Partly because of their sheer numbers in the field, environmentalists have wedged their issue into campaign debates across the country. When they endorsed Democratic Sen. George J. Mitchell of Maine for reelection, his challenger, Rep. David F. Emery responded by claiming than he had done more than the incumbent to fight acid rain.
In Florida, the debate turns on clean water and beach development. In the Rocky Mountains, it is the Reagan administration proposal to sell public lands. On the West coast, it is Interior Secretary James G. Watt's accelerated offshore drilling plan.
The groups have taken up some of the tactics used by the New Right in 1980, such as direct-mail fund-raising letters that capitalize on the negative image of their opponents. Putting Watt's name in a mailing works as well for environmentalists as Sen. Edward M. Kennedy's (D-Mass.) does for the New Right, according to several direct mail consultants.
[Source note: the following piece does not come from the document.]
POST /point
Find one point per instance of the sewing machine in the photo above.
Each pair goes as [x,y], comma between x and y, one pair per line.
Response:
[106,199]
The Sierra Club has computerized the 1.1 million names from its 1981 petition drive seeking Watt's ouster, supplying them to candidates endorsed by the club's PAC. Rep. Les AuCoin (D-Ore.) raised $6,000 in his first mailing using the list, and plans a second.
The groups have spent most of their time and money on behalf of environmentalists in Congress who face serious threats in 1982. Stafford became a high priority as chairman of the Senate Environment and Public Works Committee.
A similar rescue mission has been mounted for Rep. Phillip Burton (D-Calif.), a longtime leader of legislative battles for clean air, clean water, park and wilderness protection. Last weekend, an estimated 150 environmentalists walked door to door for Burton, who faces liberal Republican state legislator Milton Marks.
Like their counterparts in the New Right, the PACs have also compiled an unofficial "hit list," targeting congressmen who scored lowest on an environmental voting index compiled by the League of Conservation Voters. For example, the league has mounted a special campaign to aid the opponents of seven Republicans on the House Interior Committee who, a league mailing claims, "act just like clones of James Watt."
But in conservative Utah, environmentalists are keeping their heads low, mainly working phone banks, as they and several Democratic groups pool resources in a longshot bid to unseat Republican Sen. Orrin G. Hatch. In this part of the country, many view the environmental movement as a threat to jobs.
Although the environmental PACs portray themselves as nonpartisan, their favored candidates are virtually all Democrats. Stafford is one of the few exceptions, along with Sen. John H. Chafee and Rep. Claudine Schneider, both of Rhode Island, and a handful of others.
Even that has created some internal strains. Vermont environmentalists are bucking the national organizations to support Stafford's Democratic challenger, who they claim has even stronger credentials.
Polls show that voters across the country believe Democrats do a better job than Republicans in protecting the environment. No other issue is so clearly "owned" by Democrats except job opportunities for women, according to a Democratic National Committee strategist.
Republican Party operatives say they do not view this as a threat. "Everyone is for the environment, but is that the issue that is going to get people to the polls? Our surveys show the answer is no," said Vince Breglio, pollster for the Republican Senatorial Campaign Committee.
One Democratic strategist concurs. "Frankly, if somebody gave me a million dollars for advertising, I wouldn't spend it on the environment. I'd spend it all on Social Security. We're counting on environmentalists in the field to make it a voting issue."